Wild Ecosystem Deep DiveMar 26, 202613 min read

Deep Dive Part 4: Building 10 Production Gems with Claude Code as Tech Lead

What it means when the AI makes the architectural decisions. How Claude Code served as tech lead across 10 Ruby gems with approximately 2,924 tests and 60+ canonical docs — read against the LLM-agent and software-engineering-automation literature.

The wild ecosystem set out to build a family of production-grade Ruby gems forming a governed operational-intelligence layer for AI agents. That ecosystem is now complete: ten repositories, approximately 2,924 tests, zero RuboCop offenses, sixty-plus canonical documents, all v1 implementations shipped.

This article is about how that was built, and what a collaboration between a human architect and an AI in the tech-lead seat actually looks like in practice. The relevant literature is moving quickly. Yao and colleagues’ ReAct paper¹ established the reason-then-act loop as the dominant abstraction for tool-using agents; Schick and colleagues’ Toolformer work² and Wei and colleagues’ chain-of-thought work³ are the immediate predecessors; Park and colleagues’ generative-agents study⁴ demonstrated agent populations sustaining coherent multi-day behaviour; Li’s recent survey of LLM-based agent paradigms⁵ catalogues the design space; and the SWE-smith line of work on agent-driven software engineering⁶ documents how rapidly the benchmarks are moving.
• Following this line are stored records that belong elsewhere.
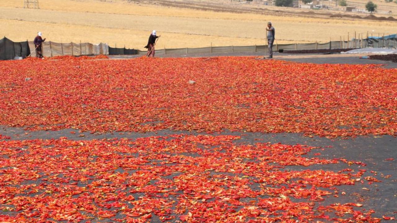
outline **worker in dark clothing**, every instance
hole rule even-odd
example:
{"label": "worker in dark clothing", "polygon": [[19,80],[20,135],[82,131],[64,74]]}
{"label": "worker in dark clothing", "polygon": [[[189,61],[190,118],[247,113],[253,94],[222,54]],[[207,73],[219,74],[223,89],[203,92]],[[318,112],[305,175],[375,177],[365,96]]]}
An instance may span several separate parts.
{"label": "worker in dark clothing", "polygon": [[154,57],[154,46],[156,45],[156,39],[160,37],[160,36],[157,36],[156,35],[156,30],[153,30],[152,33],[149,37],[149,40],[148,41],[148,44],[145,46],[145,48],[147,48],[148,52],[146,54],[146,56],[152,56]]}
{"label": "worker in dark clothing", "polygon": [[46,38],[43,39],[41,38],[41,32],[37,33],[37,36],[35,38],[33,43],[35,44],[36,48],[36,56],[39,58],[43,58],[43,42],[46,40]]}

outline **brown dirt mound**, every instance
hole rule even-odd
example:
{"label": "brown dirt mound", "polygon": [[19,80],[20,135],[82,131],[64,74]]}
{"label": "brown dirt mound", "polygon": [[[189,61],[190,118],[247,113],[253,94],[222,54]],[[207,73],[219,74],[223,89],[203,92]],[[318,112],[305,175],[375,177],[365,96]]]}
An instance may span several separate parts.
{"label": "brown dirt mound", "polygon": [[392,16],[389,16],[389,17],[386,17],[384,16],[381,16],[380,17],[376,17],[373,15],[370,15],[364,17],[362,17],[359,15],[343,15],[339,13],[338,14],[333,14],[330,16],[331,18],[352,18],[353,19],[371,19],[372,20],[378,20],[378,21],[397,21],[397,19],[394,18],[394,17]]}

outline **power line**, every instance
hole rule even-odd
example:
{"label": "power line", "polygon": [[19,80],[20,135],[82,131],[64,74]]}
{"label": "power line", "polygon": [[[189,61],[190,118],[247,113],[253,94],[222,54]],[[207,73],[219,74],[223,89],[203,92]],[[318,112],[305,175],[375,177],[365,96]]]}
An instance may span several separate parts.
{"label": "power line", "polygon": [[23,8],[39,9],[39,0],[23,0]]}

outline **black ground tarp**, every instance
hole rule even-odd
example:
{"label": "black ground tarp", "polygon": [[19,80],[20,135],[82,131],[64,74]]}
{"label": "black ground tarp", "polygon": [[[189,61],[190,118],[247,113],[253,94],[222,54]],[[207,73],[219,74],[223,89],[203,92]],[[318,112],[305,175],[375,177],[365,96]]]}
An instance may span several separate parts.
{"label": "black ground tarp", "polygon": [[27,41],[14,42],[5,37],[0,39],[0,60],[13,60],[16,56],[25,58],[30,54]]}
{"label": "black ground tarp", "polygon": [[134,49],[109,47],[109,55],[135,55],[137,54],[138,50]]}

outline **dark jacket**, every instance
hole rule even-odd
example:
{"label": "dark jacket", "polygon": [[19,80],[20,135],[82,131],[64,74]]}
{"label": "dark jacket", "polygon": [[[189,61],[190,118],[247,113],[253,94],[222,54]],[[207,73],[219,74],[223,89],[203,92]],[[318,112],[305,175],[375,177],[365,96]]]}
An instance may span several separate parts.
{"label": "dark jacket", "polygon": [[150,34],[149,37],[149,40],[148,41],[148,44],[145,46],[145,48],[148,48],[149,45],[153,45],[156,43],[156,39],[158,38],[158,37],[157,36],[153,36],[152,34]]}
{"label": "dark jacket", "polygon": [[41,44],[44,42],[41,37],[37,36],[35,38],[35,40],[33,40],[33,43],[35,44],[35,46],[37,46],[41,45]]}

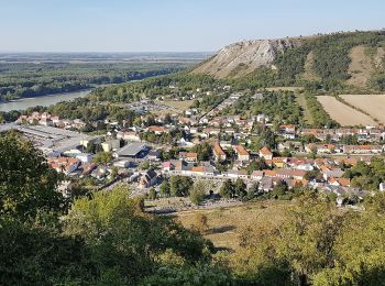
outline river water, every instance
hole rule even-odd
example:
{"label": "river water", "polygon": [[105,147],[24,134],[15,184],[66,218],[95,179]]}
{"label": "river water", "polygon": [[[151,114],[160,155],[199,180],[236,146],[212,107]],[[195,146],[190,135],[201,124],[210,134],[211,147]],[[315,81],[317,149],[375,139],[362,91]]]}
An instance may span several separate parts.
{"label": "river water", "polygon": [[0,103],[0,111],[25,110],[30,107],[48,107],[59,101],[70,101],[78,97],[86,97],[92,89],[85,89],[75,92],[54,94],[44,97],[23,98],[20,100]]}

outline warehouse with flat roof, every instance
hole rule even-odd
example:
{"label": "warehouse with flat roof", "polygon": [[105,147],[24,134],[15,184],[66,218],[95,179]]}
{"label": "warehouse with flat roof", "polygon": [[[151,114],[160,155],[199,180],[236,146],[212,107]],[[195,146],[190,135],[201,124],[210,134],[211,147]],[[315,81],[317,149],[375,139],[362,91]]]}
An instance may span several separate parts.
{"label": "warehouse with flat roof", "polygon": [[121,147],[120,150],[118,150],[113,155],[114,157],[138,158],[144,155],[144,153],[147,151],[148,151],[147,145],[139,142],[132,142]]}

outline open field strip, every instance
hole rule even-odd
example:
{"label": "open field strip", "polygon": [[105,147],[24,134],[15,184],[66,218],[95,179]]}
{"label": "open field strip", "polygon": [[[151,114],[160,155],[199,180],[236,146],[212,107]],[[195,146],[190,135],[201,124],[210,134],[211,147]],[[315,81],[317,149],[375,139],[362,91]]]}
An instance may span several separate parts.
{"label": "open field strip", "polygon": [[211,240],[216,248],[237,251],[240,248],[239,237],[244,228],[279,226],[285,221],[286,212],[293,205],[293,201],[267,200],[230,208],[183,211],[176,215],[176,219],[185,227],[191,228],[197,213],[204,213],[209,227],[204,233],[205,238]]}
{"label": "open field strip", "polygon": [[334,97],[319,96],[317,100],[322,105],[324,111],[343,127],[377,124],[371,117],[338,101]]}
{"label": "open field strip", "polygon": [[385,124],[385,95],[343,95],[340,97]]}

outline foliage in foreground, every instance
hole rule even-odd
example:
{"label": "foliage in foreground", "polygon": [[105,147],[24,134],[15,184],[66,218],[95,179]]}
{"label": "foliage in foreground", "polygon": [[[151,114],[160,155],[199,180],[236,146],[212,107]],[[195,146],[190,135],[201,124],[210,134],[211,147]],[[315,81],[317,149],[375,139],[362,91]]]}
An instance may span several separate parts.
{"label": "foliage in foreground", "polygon": [[[0,153],[7,174],[0,182],[1,285],[383,285],[385,280],[383,193],[367,199],[360,212],[337,209],[328,197],[305,193],[282,224],[250,226],[241,232],[239,252],[213,254],[212,243],[198,230],[143,212],[143,201],[130,198],[127,189],[79,198],[68,212],[63,209],[66,205],[56,208],[59,177],[52,173],[45,184],[40,172],[51,170],[44,158],[14,134],[0,138],[0,144],[19,150]],[[20,164],[21,155],[31,168],[28,179],[11,164]],[[184,184],[174,185],[178,189]],[[4,201],[15,208],[7,208]],[[204,233],[207,218],[197,220]]]}

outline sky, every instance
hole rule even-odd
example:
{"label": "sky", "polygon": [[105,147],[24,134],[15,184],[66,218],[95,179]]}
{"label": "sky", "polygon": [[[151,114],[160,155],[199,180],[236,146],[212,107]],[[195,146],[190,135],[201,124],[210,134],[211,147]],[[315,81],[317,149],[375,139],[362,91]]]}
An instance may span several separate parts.
{"label": "sky", "polygon": [[213,52],[385,28],[384,0],[0,0],[0,52]]}

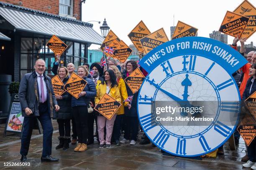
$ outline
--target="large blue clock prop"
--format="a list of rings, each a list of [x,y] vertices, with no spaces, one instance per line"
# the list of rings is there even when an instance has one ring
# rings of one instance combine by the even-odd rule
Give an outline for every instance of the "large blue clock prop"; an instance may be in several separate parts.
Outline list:
[[[148,73],[137,102],[146,134],[161,149],[179,156],[199,156],[220,147],[236,129],[239,118],[241,98],[232,74],[247,62],[230,46],[202,37],[179,38],[152,50],[139,62]],[[197,101],[206,105],[201,113],[156,111],[161,108],[157,105],[202,109]],[[159,121],[161,115],[171,118]],[[207,116],[209,119],[200,119]],[[192,121],[192,117],[198,119]],[[186,118],[190,121],[182,122]]]

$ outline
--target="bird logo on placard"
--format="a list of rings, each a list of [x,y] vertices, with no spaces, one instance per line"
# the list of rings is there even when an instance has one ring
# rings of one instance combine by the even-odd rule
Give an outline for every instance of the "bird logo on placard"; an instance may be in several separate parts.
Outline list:
[[[158,33],[158,32],[157,32],[157,33],[156,33],[156,36],[155,36],[155,38],[156,39],[157,39],[158,38],[163,38],[164,37],[163,35],[161,35],[160,34]]]
[[[112,37],[113,37],[113,35],[108,35],[108,40],[110,40],[110,38],[111,38]]]
[[[146,28],[144,28],[143,27],[141,27],[140,25],[139,25],[139,29],[138,30],[138,31],[139,32],[142,31],[145,31]]]
[[[72,78],[72,81],[74,81],[77,79],[77,78]]]
[[[135,72],[134,73],[134,75],[135,76],[136,76],[138,75],[139,75],[140,74],[139,73],[137,73],[137,72]]]
[[[107,102],[109,100],[110,100],[110,99],[109,98],[104,98],[104,102]]]
[[[54,80],[54,83],[56,83],[57,82],[59,82],[59,81],[56,80],[55,79]]]
[[[179,30],[178,32],[180,33],[180,32],[182,31],[182,30],[184,29],[184,28],[185,26],[183,26],[183,27],[178,27],[178,30]]]
[[[241,10],[242,10],[242,11],[243,11],[242,12],[240,12],[240,13],[241,15],[243,14],[244,13],[245,13],[245,12],[251,12],[251,9],[249,9],[248,8],[244,8],[243,7],[241,7]]]
[[[232,20],[232,19],[234,18],[235,18],[235,15],[234,16],[231,16],[231,17],[227,17],[227,18],[228,18],[228,21],[230,21],[231,20]]]
[[[53,38],[53,40],[54,40],[54,42],[56,42],[58,41],[58,40],[56,40],[56,39],[54,39],[54,38]]]

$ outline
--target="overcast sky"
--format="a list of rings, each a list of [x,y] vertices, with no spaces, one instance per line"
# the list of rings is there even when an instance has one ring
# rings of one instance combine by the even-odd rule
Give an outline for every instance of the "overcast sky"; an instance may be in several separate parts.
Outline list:
[[[198,29],[198,36],[209,38],[209,34],[218,30],[227,10],[233,11],[243,1],[241,0],[87,0],[83,4],[83,21],[101,21],[93,24],[94,30],[100,34],[100,26],[104,18],[110,29],[127,45],[132,44],[127,35],[142,20],[152,32],[164,28],[170,40],[170,27],[178,20]],[[255,6],[256,1],[249,1]],[[228,43],[233,38],[228,36]],[[256,46],[256,33],[246,42],[251,41]],[[238,45],[240,44],[238,44]],[[92,45],[90,49],[99,46]]]

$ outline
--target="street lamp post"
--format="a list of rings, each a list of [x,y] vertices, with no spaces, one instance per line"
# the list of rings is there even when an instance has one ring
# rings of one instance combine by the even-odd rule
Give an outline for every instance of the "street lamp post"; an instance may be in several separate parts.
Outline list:
[[[104,19],[104,21],[103,21],[103,23],[102,24],[102,26],[100,27],[100,31],[101,32],[101,35],[103,37],[105,38],[107,37],[107,35],[108,33],[108,32],[109,31],[109,30],[110,29],[110,28],[108,25],[107,24],[107,21],[106,21],[106,18]],[[106,60],[106,62],[107,64],[107,69],[108,68],[108,63],[107,62],[107,56],[104,54],[104,52],[103,52],[103,56],[105,58],[105,60]]]

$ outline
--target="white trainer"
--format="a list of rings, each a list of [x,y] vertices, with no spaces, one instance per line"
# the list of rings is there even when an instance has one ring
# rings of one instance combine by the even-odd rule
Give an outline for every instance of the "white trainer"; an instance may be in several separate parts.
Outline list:
[[[126,139],[125,138],[123,138],[120,141],[120,143],[124,143],[128,142],[130,140],[128,140],[128,139]]]
[[[251,168],[252,167],[253,165],[254,165],[254,162],[248,160],[246,163],[243,164],[242,166],[244,168]]]
[[[251,169],[253,170],[256,170],[256,163],[253,165],[253,166],[251,167]]]
[[[136,141],[133,140],[131,140],[131,143],[130,143],[130,145],[135,145],[136,144]]]

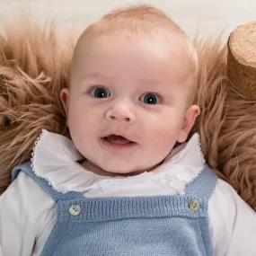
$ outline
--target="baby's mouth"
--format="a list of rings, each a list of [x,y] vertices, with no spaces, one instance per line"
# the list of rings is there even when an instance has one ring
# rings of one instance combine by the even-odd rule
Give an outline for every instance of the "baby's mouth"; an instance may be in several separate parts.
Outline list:
[[[135,143],[119,135],[110,135],[110,136],[104,137],[104,139],[110,143],[116,144],[116,145],[126,145],[126,144]]]

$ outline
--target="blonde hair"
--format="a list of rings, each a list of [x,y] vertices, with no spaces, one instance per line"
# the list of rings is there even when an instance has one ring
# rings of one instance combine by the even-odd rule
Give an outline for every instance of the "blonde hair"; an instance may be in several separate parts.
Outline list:
[[[116,9],[86,28],[81,39],[120,31],[135,34],[138,38],[152,37],[155,39],[159,35],[166,37],[169,40],[172,40],[177,34],[181,36],[190,63],[191,74],[195,78],[194,84],[197,84],[199,59],[195,46],[181,28],[163,12],[147,4]]]
[[[69,137],[59,93],[66,87],[76,34],[41,28],[27,16],[3,22],[0,35],[0,193],[15,165],[31,157],[45,128]],[[21,30],[22,28],[22,30]],[[207,163],[256,211],[256,102],[225,77],[226,46],[220,39],[196,42],[201,109],[199,132]]]

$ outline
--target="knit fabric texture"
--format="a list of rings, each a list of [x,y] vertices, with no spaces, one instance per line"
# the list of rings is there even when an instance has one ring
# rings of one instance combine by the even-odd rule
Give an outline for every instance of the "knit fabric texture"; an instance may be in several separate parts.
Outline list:
[[[213,256],[208,200],[217,178],[205,166],[184,195],[88,199],[58,192],[17,166],[56,201],[57,222],[41,256]]]

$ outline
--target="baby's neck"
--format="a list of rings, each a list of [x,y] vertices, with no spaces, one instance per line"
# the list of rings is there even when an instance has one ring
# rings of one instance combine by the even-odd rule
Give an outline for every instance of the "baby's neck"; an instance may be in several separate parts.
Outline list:
[[[155,169],[157,166],[159,166],[160,164],[162,164],[163,162],[159,163],[158,164],[150,167],[148,169],[143,170],[143,171],[138,171],[138,172],[128,172],[128,173],[113,173],[113,172],[106,172],[105,170],[100,168],[99,166],[93,164],[93,163],[91,163],[88,160],[85,160],[84,162],[83,162],[81,163],[81,165],[83,167],[84,167],[87,171],[90,171],[97,175],[101,175],[101,176],[106,176],[106,177],[117,177],[117,176],[122,176],[122,177],[130,177],[130,176],[136,176],[138,175],[142,172],[150,172],[154,169]]]

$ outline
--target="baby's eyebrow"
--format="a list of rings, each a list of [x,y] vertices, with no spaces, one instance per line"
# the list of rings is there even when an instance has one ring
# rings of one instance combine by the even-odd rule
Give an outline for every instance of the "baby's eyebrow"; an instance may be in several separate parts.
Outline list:
[[[93,72],[93,73],[83,74],[81,76],[78,77],[78,79],[79,80],[110,80],[114,78],[105,74]]]

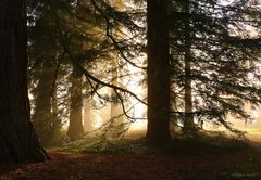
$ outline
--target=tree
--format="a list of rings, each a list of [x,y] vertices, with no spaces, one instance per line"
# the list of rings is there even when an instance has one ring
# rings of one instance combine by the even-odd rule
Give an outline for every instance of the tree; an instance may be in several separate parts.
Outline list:
[[[148,129],[150,142],[170,140],[170,59],[167,0],[147,2]]]
[[[0,29],[0,162],[45,160],[29,115],[26,1],[1,1]]]
[[[247,1],[185,2],[189,11],[181,9],[184,1],[172,1],[169,18],[175,94],[191,102],[190,115],[196,121],[208,120],[237,132],[226,116],[249,118],[244,103],[260,103],[256,81],[260,77],[260,11]],[[254,29],[256,35],[248,28]],[[187,79],[191,81],[190,93],[186,93]],[[184,103],[178,107],[184,112],[182,108]],[[186,117],[189,112],[184,113]]]
[[[82,73],[76,66],[73,66],[71,76],[71,104],[70,104],[70,123],[67,136],[73,140],[84,133],[82,120],[83,106],[83,80]]]

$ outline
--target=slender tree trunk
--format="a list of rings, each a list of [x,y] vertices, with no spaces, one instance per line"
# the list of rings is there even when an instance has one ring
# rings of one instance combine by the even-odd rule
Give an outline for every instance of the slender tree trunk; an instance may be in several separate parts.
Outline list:
[[[47,159],[29,115],[26,1],[0,2],[0,163]]]
[[[71,106],[67,136],[72,140],[74,140],[84,133],[84,126],[82,121],[82,106],[83,106],[82,73],[75,66],[73,66],[71,80],[72,80]]]
[[[189,14],[189,1],[184,2],[184,12]],[[189,16],[185,21],[185,119],[184,131],[195,130],[194,115],[192,115],[192,86],[191,86],[191,37]]]
[[[112,66],[112,85],[121,87],[121,82],[119,82],[120,78],[120,70],[117,67],[117,56],[115,55],[115,59],[111,63]],[[111,112],[110,112],[110,118],[111,118],[111,129],[108,131],[108,138],[119,138],[122,136],[122,132],[125,129],[124,126],[124,112],[123,112],[123,104],[120,101],[119,95],[114,91],[114,89],[111,89]],[[120,116],[120,117],[119,117]]]
[[[148,128],[153,143],[170,140],[170,61],[167,0],[147,1],[148,25]]]
[[[55,74],[55,68],[50,60],[42,62],[41,69],[37,69],[39,73],[39,80],[36,87],[35,93],[35,112],[32,116],[32,120],[35,126],[36,133],[39,137],[40,142],[44,145],[48,145],[54,138],[54,120],[52,103],[52,80]],[[57,107],[54,107],[57,110]]]

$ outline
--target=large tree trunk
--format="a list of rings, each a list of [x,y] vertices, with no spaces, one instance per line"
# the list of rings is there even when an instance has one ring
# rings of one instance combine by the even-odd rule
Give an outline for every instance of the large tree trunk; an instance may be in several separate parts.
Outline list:
[[[147,1],[148,22],[148,129],[151,143],[170,136],[170,62],[167,0]]]
[[[77,67],[73,66],[73,73],[71,76],[71,105],[70,105],[70,124],[67,136],[74,140],[84,133],[84,126],[82,121],[82,73]]]
[[[189,14],[189,1],[184,2],[184,12]],[[191,37],[189,15],[185,21],[185,119],[184,132],[188,133],[195,130],[194,115],[192,115],[192,85],[191,85]]]
[[[25,0],[1,0],[0,29],[0,163],[45,160],[29,117]]]

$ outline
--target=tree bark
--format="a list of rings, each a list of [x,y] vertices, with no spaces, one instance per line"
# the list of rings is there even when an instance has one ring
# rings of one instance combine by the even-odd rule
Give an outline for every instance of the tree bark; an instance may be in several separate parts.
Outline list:
[[[74,140],[84,133],[84,126],[82,119],[82,73],[77,67],[73,66],[73,73],[71,76],[71,105],[70,105],[70,124],[67,136]]]
[[[184,12],[189,14],[189,1],[184,2]],[[185,119],[184,132],[188,133],[195,130],[194,115],[192,115],[192,81],[191,81],[191,37],[189,15],[185,21]]]
[[[26,1],[0,2],[0,163],[48,158],[29,115]]]
[[[170,140],[170,61],[167,0],[147,1],[148,127],[153,144]]]
[[[55,76],[55,66],[51,60],[44,60],[39,73],[39,80],[36,87],[35,112],[32,116],[36,133],[44,145],[53,142],[55,133],[61,128],[61,121],[58,119],[57,102],[52,97],[53,78]]]

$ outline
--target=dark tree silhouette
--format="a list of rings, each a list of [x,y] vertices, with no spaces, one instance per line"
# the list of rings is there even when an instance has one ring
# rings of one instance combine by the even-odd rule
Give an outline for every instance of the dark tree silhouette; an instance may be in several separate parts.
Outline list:
[[[29,117],[26,1],[0,1],[0,162],[47,159]]]
[[[149,104],[147,138],[157,144],[171,138],[167,0],[148,1],[147,5]]]

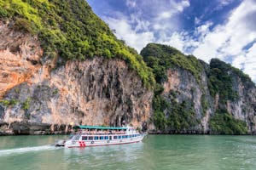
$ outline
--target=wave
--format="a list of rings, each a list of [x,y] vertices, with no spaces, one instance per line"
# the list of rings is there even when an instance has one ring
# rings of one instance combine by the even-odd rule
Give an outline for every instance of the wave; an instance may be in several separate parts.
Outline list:
[[[0,150],[0,156],[8,156],[11,154],[22,154],[26,152],[32,152],[32,151],[41,151],[41,150],[56,150],[55,146],[48,144],[48,145],[42,145],[42,146],[34,146],[34,147],[24,147],[24,148],[15,148],[10,150]]]

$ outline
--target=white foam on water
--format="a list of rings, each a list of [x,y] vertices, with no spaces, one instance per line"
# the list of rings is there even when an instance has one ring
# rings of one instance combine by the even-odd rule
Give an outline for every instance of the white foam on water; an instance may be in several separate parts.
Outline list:
[[[48,145],[42,145],[42,146],[34,146],[34,147],[24,147],[24,148],[15,148],[10,150],[0,150],[0,156],[8,156],[10,154],[22,154],[26,152],[31,151],[41,151],[41,150],[56,150],[57,148],[48,144]]]

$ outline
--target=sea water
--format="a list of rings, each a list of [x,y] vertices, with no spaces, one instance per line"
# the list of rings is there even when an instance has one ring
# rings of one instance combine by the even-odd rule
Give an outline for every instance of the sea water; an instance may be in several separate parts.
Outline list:
[[[256,136],[148,135],[129,144],[52,144],[63,138],[2,136],[0,169],[256,169]]]

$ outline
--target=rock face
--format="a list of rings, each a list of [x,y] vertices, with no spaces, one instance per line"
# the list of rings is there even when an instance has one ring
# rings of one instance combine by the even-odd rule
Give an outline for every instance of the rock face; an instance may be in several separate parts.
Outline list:
[[[248,133],[256,133],[256,88],[253,83],[243,82],[239,76],[230,72],[232,90],[238,94],[238,97],[233,100],[228,99],[224,104],[219,99],[219,94],[211,96],[206,70],[201,73],[201,83],[196,82],[195,77],[189,71],[178,67],[169,69],[167,75],[166,82],[162,84],[164,91],[161,95],[170,101],[172,94],[175,92],[177,94],[175,99],[178,103],[186,100],[193,104],[195,116],[200,120],[200,123],[191,127],[188,133],[210,133],[210,118],[218,109],[225,109],[236,119],[244,121]],[[203,102],[207,103],[205,108]]]
[[[199,84],[189,71],[178,67],[167,71],[167,80],[162,84],[164,91],[161,96],[169,102],[174,98],[177,103],[187,101],[191,104],[195,113],[195,119],[201,122],[197,126],[190,127],[189,132],[180,133],[207,133],[209,131],[209,118],[215,111],[214,99],[211,97],[208,90],[206,72],[201,73],[201,84]],[[176,95],[173,96],[173,93]],[[202,97],[207,103],[212,104],[209,105],[206,110],[201,105]],[[168,112],[168,110],[166,111]]]
[[[141,54],[159,87],[153,133],[256,133],[256,87],[242,71],[161,44],[149,43]]]
[[[125,61],[95,57],[52,70],[55,60],[42,60],[37,38],[9,26],[1,22],[2,131],[61,133],[74,124],[147,128],[153,92]]]

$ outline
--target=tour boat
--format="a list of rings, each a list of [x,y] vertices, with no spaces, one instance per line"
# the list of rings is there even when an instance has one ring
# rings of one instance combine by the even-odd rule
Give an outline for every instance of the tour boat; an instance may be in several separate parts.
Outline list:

The wild ecosystem sits inside that trend, not outside it — but it makes deliberate choices about which parts of the agent are load-bearing and which parts the infrastructure absorbs.

This is Part 4 of the Wild Ecosystem Deep Dive series.

The Collaboration Model

The wild ecosystem was not built with Claude Code as a copilot — autocompleting code fragments, implementing features described in natural language, staying within preset guardrails.

Instead, Claude Code served as tech lead: making architecture decisions, choosing implementation patterns, catching its own bugs, testing its own code adversarially, and maintaining cross-repository consistency.

Jeremy Longshore operated as product owner and architect. He defined:

the mission of each repository
the boundaries (what each repo does and does not do)
the ten-epic structure for each repo
the key architectural decisions that needed to be made
the non-negotiable safety rules for each context

Claude Code operated as implementer and technical decision-maker within those constraints. It:

made sound implementation choices (e.g., should this authorisation check be a constant or a hash?)
wrote adversarial tests against its own code
identified and fixed bugs
maintained patterns across repositories to prevent divergence
surfaced architectural questions when the constraints left room for multiple valid approaches

This model flips the typical AI-in-development relationship. Jeremy was not directing Claude Code line by line. Claude Code was not waiting for approval on every design choice. They were collaborating as peers with clear ownership. The pattern is consistent with the agent-as-tool-using-reasoner abstraction Yao and colleagues introduced¹ but extended to a higher unit of work: the agent reasons about architecture rather than only about the next tool call. Li’s survey notes that this kind of long-horizon decision-making is where current agent stacks struggle most⁵; the wild approach addresses it by constraining the architectural surface to the bounded design space the contract (the CLAUDE.md file) declares.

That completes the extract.